From 179722e3a7220dcba8133080faef78c76d3c1666 Mon Sep 17 00:00:00 2001
From: =?UTF-8?q?Eren=20G=C3=B6lge?= <egolge@coqui.ai>
Date: Fri, 23 Apr 2021 17:46:21 +0200
Subject: [PATCH] new arguments to synthesize.py for loading speaker encoder
 and speaker wavs

---
 TTS/bin/synthesize.py | 24 ++++++++++++++++++++++--
 1 file changed, 22 insertions(+), 2 deletions(-)

diff --git a/TTS/bin/synthesize.py b/TTS/bin/synthesize.py
index 75a167e9..1f7725eb 100755
--- a/TTS/bin/synthesize.py
+++ b/TTS/bin/synthesize.py
@@ -100,6 +100,13 @@ def main():
         default=None,
     )
     parser.add_argument("--vocoder_config_path", type=str, help="Path to vocoder model config file.", default=None)
+    parser.add_argument(
+        "--encoder_path",
+        type=str,
+        help="Path to speaker encoder model file.",
+        default=None,
+    )
+    parser.add_argument("--encoder_config_path", type=str, help="Path to speaker encoder config file.", default=None)
 
     # args for multi-speaker synthesis
     parser.add_argument("--speakers_file_path", type=str, help="JSON file for multi-speaker model.", default=None)

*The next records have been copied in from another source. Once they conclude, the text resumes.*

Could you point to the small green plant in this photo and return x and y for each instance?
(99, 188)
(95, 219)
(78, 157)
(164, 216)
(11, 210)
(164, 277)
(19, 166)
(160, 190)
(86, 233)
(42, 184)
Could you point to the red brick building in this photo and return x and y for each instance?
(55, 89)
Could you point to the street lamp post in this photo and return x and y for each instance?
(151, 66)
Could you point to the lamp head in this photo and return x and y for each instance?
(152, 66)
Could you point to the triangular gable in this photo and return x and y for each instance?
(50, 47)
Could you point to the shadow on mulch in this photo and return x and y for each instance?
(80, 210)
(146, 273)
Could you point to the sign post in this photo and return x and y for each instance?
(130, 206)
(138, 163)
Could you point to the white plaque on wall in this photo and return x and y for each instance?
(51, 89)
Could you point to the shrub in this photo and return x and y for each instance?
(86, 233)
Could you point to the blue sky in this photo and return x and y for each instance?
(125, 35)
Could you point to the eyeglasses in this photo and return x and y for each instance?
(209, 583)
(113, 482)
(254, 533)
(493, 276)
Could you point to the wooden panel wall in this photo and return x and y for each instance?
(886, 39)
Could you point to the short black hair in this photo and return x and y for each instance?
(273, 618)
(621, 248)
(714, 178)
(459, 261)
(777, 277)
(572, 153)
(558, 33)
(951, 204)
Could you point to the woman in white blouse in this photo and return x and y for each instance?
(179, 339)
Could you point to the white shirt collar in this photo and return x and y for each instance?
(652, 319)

@@ -109,6 +116,12 @@ def main():
         help="if the tts model is trained with x-vectors, then speaker_idx is a file present in speakers.json else speaker_idx is the speaker id corresponding to a speaker in the speaker embedding layer.",
         default=None,
     )
+    parser.add_argument(
+        "--speaker_wav",
+        nargs="+",
+        help="wav file(s) to condition a multi-speaker model. You can give multiple file paths. The x_vectors is computed as their average.",
+        default=None,
+    )
     parser.add_argument("--gst_style", help="Wav path file for GST stylereference.", default=None)
     parser.add_argument(
         "--list_speaker_idxs",
@@ -139,6 +152,8 @@ def main():
     speakers_file_path = None
     vocoder_path = None
     vocoder_config_path = None
+    encoder_path = None
+    encoder_config_path = None
 
     # CASE1: list pre-trained TTS models
     if args.list_models:
@@ -163,9 +178,14 @@ def main():
         vocoder_path = args.vocoder_path
         vocoder_config_path = args.vocoder_config_path
 
+    if args.encoder_path is not None:
+        encoder_path = args.encoder_path
+        encoder_config_path = args.encoder_config_path
+
     # load models
     synthesizer = Synthesizer(
-        model_path, config_path, speakers_file_path, vocoder_path, vocoder_config_path, args.use_cuda
+        model_path, config_path, speakers_file_path, vocoder_path, vocoder_config_path, encoder_path,
+        encoder_config_path, args.use_cuda
     )
 
     # query speaker ids of a multi-speaker model.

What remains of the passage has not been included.